Teléfonos contra crimen y mordaza
Solo que ahora la gente cuenta con un adminículo que
ayuda a enfrentar las mentiras oficial y mediática: el teléfono móvil.
El celular se ha convertido en una importante herramienta
para documentar y dejar constancias irrefutables de los abusos y de los
crímenes.
La persistencia de la arbitrariedad tiene agotada a la
gente que, aún a riesgo de su propia vida, resiste y reta a los represores con
su medio electrónico en la mano.
A él le teme ahora esa fuerza de ocupación policial, dotada
de armas de choques eléctricos para torturar y de armas de fuego para matar.
El celular se ha constituido en el gran aliado de los
reprimidos ante el silencio cobarde de los medios del sistema.
Es muy probable que sin esa herramienta en manos de un
hombre valiente que grabó todo el episodio de la tortura a la que fue sometido
Javier Ordóñez, este crimen hubiera pasado inadvertido.
Igual ocurrió con el caso de George Floyd en Minneapolis.
Y de ahí la ira del ministro de guerra de Colombia, quien, muy al estilo
uribista, ya anunció espionaje y persecución contra quienes usan las redes para
la denuncia.
La vieja respuesta de echarle la culpa al mensajero.

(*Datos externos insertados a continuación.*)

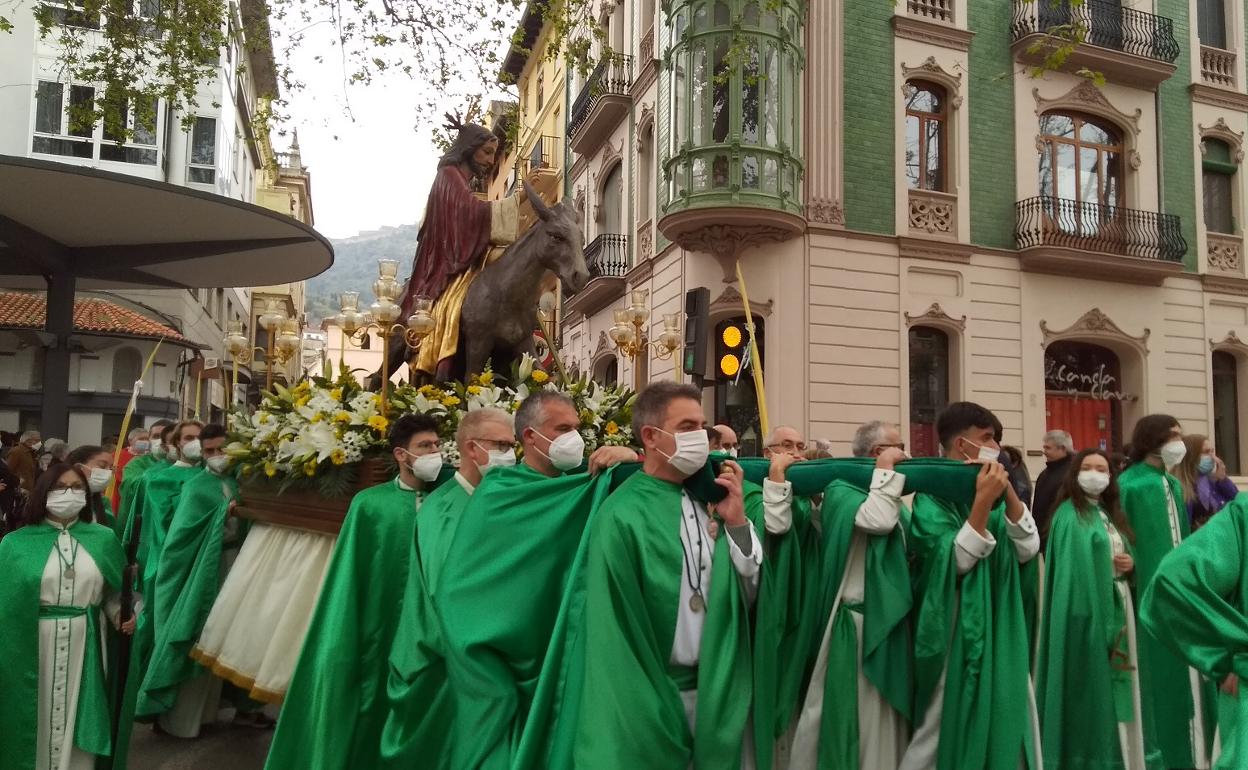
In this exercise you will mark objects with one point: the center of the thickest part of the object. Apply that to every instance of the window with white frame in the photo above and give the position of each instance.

Un paso más del régimen hacia el fascismo, del que el gobierno Duque y sus funcionarios
vienen dando tantas muestras.
Al deterioro de las condiciones de vida de la
población, sumida en el desempleo acrecentado por el pésimo manejo de la
pandemia por parte del gobierno, se suma ahora la espada de la violencia
oficial.
Pero esa espada seguramente no pondrá detener la protesta
social, que se avecina a casi un año de la histórica jornada del 21 de
noviembre de 2019 y llevará a las calles a la gente, así tenga que desafiar el
terrorismo de Estado.
“¿La Policía nos protege? No. Nosotros tenemos que
protegernos de la Policía. Son unos asesinos”, decía en la mañana del 10 de
septiembre una madre cabeza de hogar, con toda su familia desempleada, sin
ayuda estatal y con un hijo enfermo de por vida.
Otro hijo suyo, de 23 años, que le ayuda en la brega por la sobrevivencia, se debate ahora en un hospital luchando por su vida,
luego de ser herido por la Policía que, a sangre y fuego, reprimió la protesta en
los barrios populares de Bogotá.
Miles y miles de ciudadanos en Colombia piensan como
ella.
Cali, viernes 11 de septiembre de 2020.